Ilustrasi cyber security

Pemerintah Amerika Serikat dan sejumlah organisasi non-pemerintah kini menjadi target kelompok ancaman siber baru asal China yang dikenal sebagai Storm-2077. Menurut Microsoft, kelompok ini sudah aktif sejak Januari 2024 dan telah melancarkan serangan siber terhadap berbagai sektor, termasuk industri pertahanan, penerbangan, telekomunikasi, keuangan, dan layanan hukum di seluruh dunia.

Microsoft juga mengungkapkan bahwa aktivitas Storm-2077 memiliki kemiripan dengan kelompok ancaman lain yang sedang dipantau oleh Recorded Future's Insikt Group, yang disebut TAG-100. Serangan mereka biasanya dimulai dengan mengeksploitasi celah keamanan pada perangkat tepi (edge devices) yang terhubung ke internet. Dengan cara ini, mereka bisa mendapatkan akses awal untuk menyusupkan perangkat seperti Cobalt Strike dan malware sumber terbuka seperti Pantegana dan Spark RAT.

Dalam beberapa dekade terakhir, upaya melacak serangan siber dari China menjadi semakin sulit. Menurut Microsoft, hal ini terjadi karena pelaku ancaman terus mengubah taktik mereka, terutama setelah banyak dari mereka didakwa secara hukum atau aktivitasnya diungkap ke publik.

Kelompok Storm-2077 biasanya menjalankan misi pengumpulan data dengan cara mengirimkan email phishing. Teknik ini digunakan untuk mencuri kredensial pengguna yang valid, terutama yang terkait dengan aplikasi eDiscovery. Setelah mendapatkan informasi sensitif, mereka melanjutkan operasinya, termasuk mengambil data email yang bisa membuka peluang serangan lebih lanjut.

Selain itu, kelompok ini juga diketahui memanfaatkan kredensial dari perangkat yang sudah terinfeksi untuk mengakses layanan berbasis cloud.

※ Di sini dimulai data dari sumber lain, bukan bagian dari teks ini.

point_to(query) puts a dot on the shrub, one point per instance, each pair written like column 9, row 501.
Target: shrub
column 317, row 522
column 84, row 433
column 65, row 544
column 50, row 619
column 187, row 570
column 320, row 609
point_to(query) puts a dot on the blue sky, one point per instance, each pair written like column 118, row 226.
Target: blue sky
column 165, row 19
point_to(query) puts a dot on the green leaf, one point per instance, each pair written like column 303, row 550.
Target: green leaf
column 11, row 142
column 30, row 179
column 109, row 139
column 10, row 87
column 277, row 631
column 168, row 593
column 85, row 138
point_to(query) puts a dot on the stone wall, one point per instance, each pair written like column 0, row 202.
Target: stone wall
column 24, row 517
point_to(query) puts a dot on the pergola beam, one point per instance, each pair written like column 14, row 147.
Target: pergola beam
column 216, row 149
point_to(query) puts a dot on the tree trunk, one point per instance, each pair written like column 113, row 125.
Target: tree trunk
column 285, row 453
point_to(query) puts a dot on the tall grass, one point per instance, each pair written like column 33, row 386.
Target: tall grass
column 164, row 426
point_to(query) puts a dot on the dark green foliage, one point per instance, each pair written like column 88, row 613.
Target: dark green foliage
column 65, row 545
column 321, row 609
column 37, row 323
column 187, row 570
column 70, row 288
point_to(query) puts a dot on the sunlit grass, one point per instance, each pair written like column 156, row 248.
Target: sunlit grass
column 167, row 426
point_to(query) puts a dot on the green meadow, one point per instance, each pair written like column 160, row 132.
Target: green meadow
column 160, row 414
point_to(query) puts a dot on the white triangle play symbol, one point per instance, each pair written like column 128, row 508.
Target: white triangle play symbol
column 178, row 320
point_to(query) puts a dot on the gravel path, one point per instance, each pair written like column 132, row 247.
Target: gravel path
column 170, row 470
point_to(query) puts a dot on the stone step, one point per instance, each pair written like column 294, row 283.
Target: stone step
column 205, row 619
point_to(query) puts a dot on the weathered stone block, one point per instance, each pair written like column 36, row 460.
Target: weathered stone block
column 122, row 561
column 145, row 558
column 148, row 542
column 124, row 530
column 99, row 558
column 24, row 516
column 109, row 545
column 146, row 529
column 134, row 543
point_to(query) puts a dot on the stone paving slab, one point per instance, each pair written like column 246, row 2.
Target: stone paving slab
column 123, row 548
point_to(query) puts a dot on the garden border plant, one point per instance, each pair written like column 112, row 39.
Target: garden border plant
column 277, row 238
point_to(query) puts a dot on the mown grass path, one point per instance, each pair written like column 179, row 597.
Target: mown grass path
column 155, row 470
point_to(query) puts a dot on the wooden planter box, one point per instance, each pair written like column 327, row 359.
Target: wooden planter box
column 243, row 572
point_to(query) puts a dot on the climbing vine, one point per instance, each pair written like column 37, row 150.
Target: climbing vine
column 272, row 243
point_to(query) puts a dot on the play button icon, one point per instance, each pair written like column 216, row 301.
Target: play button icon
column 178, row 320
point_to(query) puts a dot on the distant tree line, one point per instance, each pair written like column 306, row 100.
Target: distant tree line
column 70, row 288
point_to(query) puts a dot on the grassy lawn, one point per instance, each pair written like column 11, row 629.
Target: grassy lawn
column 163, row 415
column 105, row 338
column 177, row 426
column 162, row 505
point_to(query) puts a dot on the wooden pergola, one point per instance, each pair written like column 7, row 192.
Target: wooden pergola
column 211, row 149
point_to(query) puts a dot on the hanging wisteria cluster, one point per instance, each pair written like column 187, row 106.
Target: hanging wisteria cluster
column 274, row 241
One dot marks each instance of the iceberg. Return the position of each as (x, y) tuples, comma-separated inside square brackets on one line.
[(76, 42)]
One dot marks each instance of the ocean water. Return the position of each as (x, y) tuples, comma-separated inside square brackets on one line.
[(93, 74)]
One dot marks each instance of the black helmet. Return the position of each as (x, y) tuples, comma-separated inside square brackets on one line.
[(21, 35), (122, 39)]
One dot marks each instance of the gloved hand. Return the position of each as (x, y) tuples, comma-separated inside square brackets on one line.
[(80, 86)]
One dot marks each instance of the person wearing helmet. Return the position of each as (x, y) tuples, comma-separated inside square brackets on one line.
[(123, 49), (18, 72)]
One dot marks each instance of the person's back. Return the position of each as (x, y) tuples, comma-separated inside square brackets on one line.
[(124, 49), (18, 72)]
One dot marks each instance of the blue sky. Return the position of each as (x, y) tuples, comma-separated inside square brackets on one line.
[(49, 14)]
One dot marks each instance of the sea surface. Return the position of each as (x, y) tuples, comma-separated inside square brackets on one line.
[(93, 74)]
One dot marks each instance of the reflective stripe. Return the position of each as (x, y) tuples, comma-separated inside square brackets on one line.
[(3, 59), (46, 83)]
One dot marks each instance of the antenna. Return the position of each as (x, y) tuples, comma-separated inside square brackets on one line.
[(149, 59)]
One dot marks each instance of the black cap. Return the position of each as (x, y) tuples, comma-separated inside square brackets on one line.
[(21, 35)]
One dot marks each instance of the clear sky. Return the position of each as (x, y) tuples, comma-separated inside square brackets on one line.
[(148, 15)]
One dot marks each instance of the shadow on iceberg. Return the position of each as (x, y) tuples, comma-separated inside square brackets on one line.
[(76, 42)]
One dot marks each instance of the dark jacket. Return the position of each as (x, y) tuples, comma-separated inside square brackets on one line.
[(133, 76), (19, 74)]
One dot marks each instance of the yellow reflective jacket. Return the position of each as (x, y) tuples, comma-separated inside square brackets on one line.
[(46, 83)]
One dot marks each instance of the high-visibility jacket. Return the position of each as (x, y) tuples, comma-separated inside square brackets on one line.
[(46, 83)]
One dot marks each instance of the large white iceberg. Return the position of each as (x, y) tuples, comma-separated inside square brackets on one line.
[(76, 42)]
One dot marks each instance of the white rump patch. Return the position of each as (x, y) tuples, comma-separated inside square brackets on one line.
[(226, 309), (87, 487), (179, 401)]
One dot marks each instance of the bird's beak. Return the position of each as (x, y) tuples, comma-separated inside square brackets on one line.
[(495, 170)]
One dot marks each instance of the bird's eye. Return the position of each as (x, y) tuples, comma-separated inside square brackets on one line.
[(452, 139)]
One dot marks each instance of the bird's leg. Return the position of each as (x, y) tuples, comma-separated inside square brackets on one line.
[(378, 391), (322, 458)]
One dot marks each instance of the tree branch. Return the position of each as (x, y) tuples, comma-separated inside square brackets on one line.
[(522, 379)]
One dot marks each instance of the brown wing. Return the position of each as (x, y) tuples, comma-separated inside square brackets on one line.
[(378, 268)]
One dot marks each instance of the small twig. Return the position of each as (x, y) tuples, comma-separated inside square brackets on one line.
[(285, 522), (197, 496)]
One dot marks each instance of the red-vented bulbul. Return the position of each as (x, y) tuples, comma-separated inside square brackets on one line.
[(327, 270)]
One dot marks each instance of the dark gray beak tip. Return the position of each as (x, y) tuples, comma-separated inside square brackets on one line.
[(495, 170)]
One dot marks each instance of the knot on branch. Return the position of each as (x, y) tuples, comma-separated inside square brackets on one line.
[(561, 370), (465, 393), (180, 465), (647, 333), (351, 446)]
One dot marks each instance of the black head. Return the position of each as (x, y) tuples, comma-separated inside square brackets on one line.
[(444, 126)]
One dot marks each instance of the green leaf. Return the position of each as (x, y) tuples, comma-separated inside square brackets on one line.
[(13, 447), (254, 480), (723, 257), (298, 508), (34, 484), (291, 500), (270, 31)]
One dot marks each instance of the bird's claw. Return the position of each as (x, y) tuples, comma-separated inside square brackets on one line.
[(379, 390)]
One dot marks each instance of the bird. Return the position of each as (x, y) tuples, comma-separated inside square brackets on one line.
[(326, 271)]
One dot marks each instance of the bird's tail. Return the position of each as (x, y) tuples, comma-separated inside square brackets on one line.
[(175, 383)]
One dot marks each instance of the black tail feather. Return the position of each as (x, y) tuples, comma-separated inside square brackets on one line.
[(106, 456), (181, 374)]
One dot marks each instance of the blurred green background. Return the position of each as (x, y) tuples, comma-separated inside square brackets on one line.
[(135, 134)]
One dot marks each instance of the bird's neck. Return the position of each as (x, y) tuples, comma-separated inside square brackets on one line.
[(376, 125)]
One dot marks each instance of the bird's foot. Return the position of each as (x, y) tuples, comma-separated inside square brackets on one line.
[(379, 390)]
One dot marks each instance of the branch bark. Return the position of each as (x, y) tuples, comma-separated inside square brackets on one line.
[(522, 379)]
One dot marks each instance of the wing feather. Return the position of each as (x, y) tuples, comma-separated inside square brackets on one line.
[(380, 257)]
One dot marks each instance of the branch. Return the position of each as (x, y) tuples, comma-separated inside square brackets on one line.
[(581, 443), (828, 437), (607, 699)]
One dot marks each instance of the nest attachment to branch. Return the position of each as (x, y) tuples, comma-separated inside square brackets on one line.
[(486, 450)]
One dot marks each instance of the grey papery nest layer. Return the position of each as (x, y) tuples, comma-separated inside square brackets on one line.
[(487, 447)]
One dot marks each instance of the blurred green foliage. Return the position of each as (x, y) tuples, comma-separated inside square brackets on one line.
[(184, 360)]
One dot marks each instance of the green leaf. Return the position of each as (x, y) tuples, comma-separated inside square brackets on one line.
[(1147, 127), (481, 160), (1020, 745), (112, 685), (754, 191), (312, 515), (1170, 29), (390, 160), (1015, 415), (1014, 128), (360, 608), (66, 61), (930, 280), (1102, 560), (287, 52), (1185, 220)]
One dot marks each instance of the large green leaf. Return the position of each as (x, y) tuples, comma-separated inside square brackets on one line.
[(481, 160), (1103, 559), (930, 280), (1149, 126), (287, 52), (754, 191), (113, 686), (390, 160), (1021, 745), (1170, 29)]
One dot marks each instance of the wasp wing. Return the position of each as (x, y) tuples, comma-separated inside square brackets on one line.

Setelah mendapatkan akses administratif, mereka bahkan membuat aplikasi mereka sendiri yang memiliki hak untuk membaca email.

Sementara itu, Google melalui divisi Threat Intelligence Group (TAG) mengungkapkan adanya operasi pengaruh (influence operation) pro-China bernama GLASSBRIDGE. Operasi ini menggunakan jaringan situs berita palsu untuk menyebarkan narasi yang mendukung pandangan politik China di tingkat global.

Sejak 2022, Google telah memblokir lebih dari seribu situs yang dioperasikan oleh GLASSBRIDGE dari layanan Google News dan Google Discover. Menurut peneliti TAG, Vanessa Molter, situs-situs ini dikelola oleh sejumlah kecil perusahaan PR digital yang menawarkan layanan sindikasi dan pemasaran. Mereka berpura-pura menjadi media independen, tetapi sebenarnya hanya mempublikasikan ulang artikel dari media pemerintah China, siaran pers, atau konten yang dipesan oleh klien PR lainnya.

Beberapa perusahaan yang terlibat dalam jaringan ini antara lain Shanghai Haixun Technology, Times Newswire (juga dikenal sebagai kampanye PAPERWALL), Shenzhen Haimai Yunxiang Media, dan DURINBRIDGE. DURINBRIDGE sendiri merupakan firma komersial yang mendistribusikan konten untuk Haixun dan DRAGONBRIDGE.

Selain itu, Shenzhen Bowen Media, sebuah perusahaan pemasaran yang berbasis di China, diketahui mengoperasikan World Newswire. Layanan ini digunakan untuk menempatkan konten pro-Beijing di subdomain dari situs berita yang sah. Contoh subdomain tersebut antara lain markets.post-gazette[.]com, markets.buffalonews[.]com, dan finance.azcentral[.]com.

Google juga menyoroti bagaimana aktor informasi seperti GLASSBRIDGE kini tidak hanya bergantung pada media sosial untuk menyebarkan narasi mereka. Dengan menyamar sebagai media berita independen yang sering kali berfokus pada audiens lokal, mereka bisa membuat kontennya terlihat seperti berita yang sah dan relevan dengan wilayah tertentu.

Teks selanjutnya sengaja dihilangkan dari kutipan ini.